You will be required to assist in the design, development, and maintenance of scalable data solutions across internal reporting, analytics, and business intelligence systems.
This is a 2-week project-based engagement focused on supporting data integration, pipeline development, and reporting requirements within the Microsoft Azure and Fabric environment.
Managing data pipelines, integrating data from multiple business platforms, and ensuring data is accurately transformed, structured, and maintained to support operational and strategic reporting requirements.
Other responsibilities include but are not limited to:
- Design, develop, and maintain scalable data pipelines using Microsoft Fabric, Azure Data Factory, and related Azure services.
- Ingest, transform, and integrate data from platforms including HubSpot, Manatal, SharePoint, APIs, databases, and flat files.
- Build and optimise data models to support reporting, analytics, and Power BI dashboards.
- Develop reusable ETL/ELT processes to support business intelligence and operational reporting requirements.
- Support the development and maintenance of data warehouses, lakehouses, and semantic models within Microsoft Fabric.

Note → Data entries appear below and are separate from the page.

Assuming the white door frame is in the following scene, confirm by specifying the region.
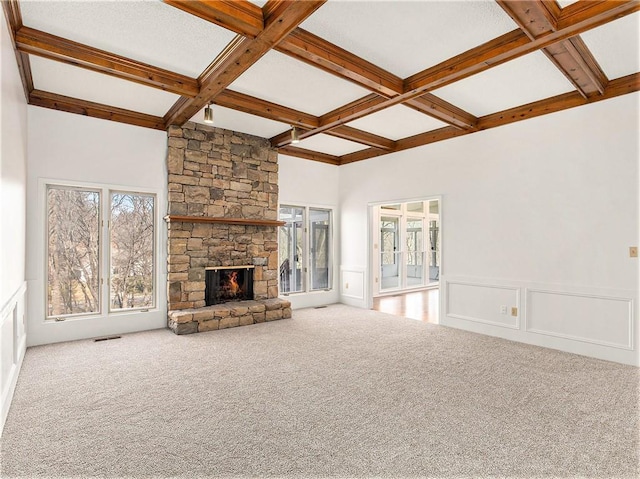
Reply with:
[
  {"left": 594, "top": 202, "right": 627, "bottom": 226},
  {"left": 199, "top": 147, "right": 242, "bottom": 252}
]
[{"left": 366, "top": 195, "right": 445, "bottom": 309}]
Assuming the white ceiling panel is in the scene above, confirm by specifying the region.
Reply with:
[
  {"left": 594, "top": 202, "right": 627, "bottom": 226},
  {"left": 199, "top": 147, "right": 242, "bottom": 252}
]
[
  {"left": 191, "top": 105, "right": 290, "bottom": 138},
  {"left": 348, "top": 105, "right": 447, "bottom": 140},
  {"left": 20, "top": 0, "right": 235, "bottom": 77},
  {"left": 556, "top": 0, "right": 578, "bottom": 8},
  {"left": 432, "top": 52, "right": 575, "bottom": 116},
  {"left": 301, "top": 0, "right": 517, "bottom": 78},
  {"left": 294, "top": 133, "right": 369, "bottom": 156},
  {"left": 580, "top": 13, "right": 640, "bottom": 80},
  {"left": 229, "top": 51, "right": 370, "bottom": 116},
  {"left": 30, "top": 55, "right": 180, "bottom": 116}
]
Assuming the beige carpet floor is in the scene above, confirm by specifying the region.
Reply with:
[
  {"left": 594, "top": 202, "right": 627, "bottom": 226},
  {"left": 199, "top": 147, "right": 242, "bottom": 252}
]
[{"left": 1, "top": 305, "right": 640, "bottom": 478}]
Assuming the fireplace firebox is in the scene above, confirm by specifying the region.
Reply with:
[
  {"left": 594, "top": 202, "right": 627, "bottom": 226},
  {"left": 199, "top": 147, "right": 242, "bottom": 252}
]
[{"left": 205, "top": 265, "right": 254, "bottom": 306}]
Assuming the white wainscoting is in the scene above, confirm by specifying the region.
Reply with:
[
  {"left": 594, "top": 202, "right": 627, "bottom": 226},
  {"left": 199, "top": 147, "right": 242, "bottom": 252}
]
[
  {"left": 445, "top": 281, "right": 520, "bottom": 329},
  {"left": 440, "top": 277, "right": 640, "bottom": 366},
  {"left": 525, "top": 289, "right": 633, "bottom": 350},
  {"left": 0, "top": 283, "right": 27, "bottom": 435},
  {"left": 340, "top": 266, "right": 366, "bottom": 308}
]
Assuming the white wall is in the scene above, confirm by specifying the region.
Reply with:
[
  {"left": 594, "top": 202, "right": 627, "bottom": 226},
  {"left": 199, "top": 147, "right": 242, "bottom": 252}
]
[
  {"left": 340, "top": 93, "right": 640, "bottom": 364},
  {"left": 0, "top": 15, "right": 27, "bottom": 434},
  {"left": 278, "top": 155, "right": 340, "bottom": 309},
  {"left": 27, "top": 106, "right": 167, "bottom": 345}
]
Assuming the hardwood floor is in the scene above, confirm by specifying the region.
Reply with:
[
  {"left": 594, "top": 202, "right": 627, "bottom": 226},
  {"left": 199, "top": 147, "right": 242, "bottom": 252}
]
[{"left": 373, "top": 288, "right": 440, "bottom": 323}]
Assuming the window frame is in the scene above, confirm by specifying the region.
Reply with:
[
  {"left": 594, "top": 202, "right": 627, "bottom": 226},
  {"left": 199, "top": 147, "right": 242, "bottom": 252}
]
[
  {"left": 278, "top": 202, "right": 336, "bottom": 296},
  {"left": 44, "top": 183, "right": 104, "bottom": 321},
  {"left": 44, "top": 178, "right": 163, "bottom": 323},
  {"left": 105, "top": 188, "right": 158, "bottom": 314}
]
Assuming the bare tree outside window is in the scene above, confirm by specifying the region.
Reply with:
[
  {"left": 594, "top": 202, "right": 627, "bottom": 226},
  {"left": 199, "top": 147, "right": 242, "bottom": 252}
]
[
  {"left": 110, "top": 192, "right": 155, "bottom": 311},
  {"left": 47, "top": 186, "right": 100, "bottom": 317}
]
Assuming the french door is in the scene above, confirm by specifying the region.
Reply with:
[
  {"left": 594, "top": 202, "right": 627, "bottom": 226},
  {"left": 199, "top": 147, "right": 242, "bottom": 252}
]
[{"left": 373, "top": 200, "right": 440, "bottom": 295}]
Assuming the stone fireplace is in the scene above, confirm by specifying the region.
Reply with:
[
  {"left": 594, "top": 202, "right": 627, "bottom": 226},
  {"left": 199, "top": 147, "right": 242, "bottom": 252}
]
[
  {"left": 166, "top": 123, "right": 291, "bottom": 334},
  {"left": 204, "top": 265, "right": 254, "bottom": 306}
]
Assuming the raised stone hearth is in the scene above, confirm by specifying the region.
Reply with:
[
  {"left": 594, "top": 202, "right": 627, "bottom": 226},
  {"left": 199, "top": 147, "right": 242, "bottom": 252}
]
[
  {"left": 167, "top": 123, "right": 291, "bottom": 334},
  {"left": 169, "top": 298, "right": 291, "bottom": 334}
]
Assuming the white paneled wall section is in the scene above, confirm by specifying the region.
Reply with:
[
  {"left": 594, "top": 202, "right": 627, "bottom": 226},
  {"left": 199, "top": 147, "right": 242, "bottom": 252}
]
[{"left": 340, "top": 93, "right": 640, "bottom": 365}]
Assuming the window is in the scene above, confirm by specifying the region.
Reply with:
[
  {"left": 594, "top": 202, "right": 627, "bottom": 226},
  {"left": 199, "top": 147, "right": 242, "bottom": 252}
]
[
  {"left": 46, "top": 185, "right": 155, "bottom": 319},
  {"left": 47, "top": 186, "right": 100, "bottom": 317},
  {"left": 278, "top": 205, "right": 333, "bottom": 294},
  {"left": 109, "top": 192, "right": 154, "bottom": 311}
]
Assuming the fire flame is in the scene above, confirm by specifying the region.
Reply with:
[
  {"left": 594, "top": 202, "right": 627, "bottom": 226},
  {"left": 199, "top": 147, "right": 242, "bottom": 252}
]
[{"left": 224, "top": 271, "right": 240, "bottom": 296}]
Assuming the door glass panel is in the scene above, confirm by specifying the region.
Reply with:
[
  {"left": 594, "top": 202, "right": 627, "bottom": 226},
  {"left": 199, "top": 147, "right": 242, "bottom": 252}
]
[
  {"left": 407, "top": 201, "right": 424, "bottom": 213},
  {"left": 309, "top": 208, "right": 331, "bottom": 290},
  {"left": 429, "top": 200, "right": 440, "bottom": 283},
  {"left": 380, "top": 204, "right": 402, "bottom": 211},
  {"left": 278, "top": 206, "right": 304, "bottom": 293},
  {"left": 380, "top": 216, "right": 401, "bottom": 290},
  {"left": 406, "top": 218, "right": 424, "bottom": 287}
]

- Monitor, troubleshoot, and optimise data pipeline performance and data transformation processes.
- Ensure data quality, accuracy, consistency, and reliability across source systems and reporting layers.
- Document data flows, transformations, integration logic, and technical processes.
- Collaborate with stakeholders, analysts, and BI developers to understand reporting and data requirements.
- Assist in maintaining secure, organised, and scalable data environments across cloud-based platforms.
Requirements:
- Proven experience in data engineering, ETL/ELT development, and data pipeline design.
- Required hands-on experience with Microsoft Fabric, including Lakehouse, Warehouse, Dataflows, Pipelines, or Notebooks.
- Strong experience with Azure Data Factory and Azure-based data services.
- Experience integrating data from business platforms such as HubSpot, Manatal, and SharePoint.
- Strong understanding of data modelling concepts, including star schema, fact and dimension tables, and semantic models.
- Proficiency in SQL and data transformation processes.
- Experience working with APIs, connectors, JSON, CSV, Excel, and relational databases.
- Familiarity with Power BI data models and reporting requirements.
- Experience with cloud-based data platforms and modern data architecture practices.
- Exposure to Python or PySpark for data transformation is beneficial.
- Strong troubleshooting, analytical, and problem-solving skills.
- Strong documentation, organisational, and communication skills.
- Ability to work independently and collaboratively within cross-functional teams.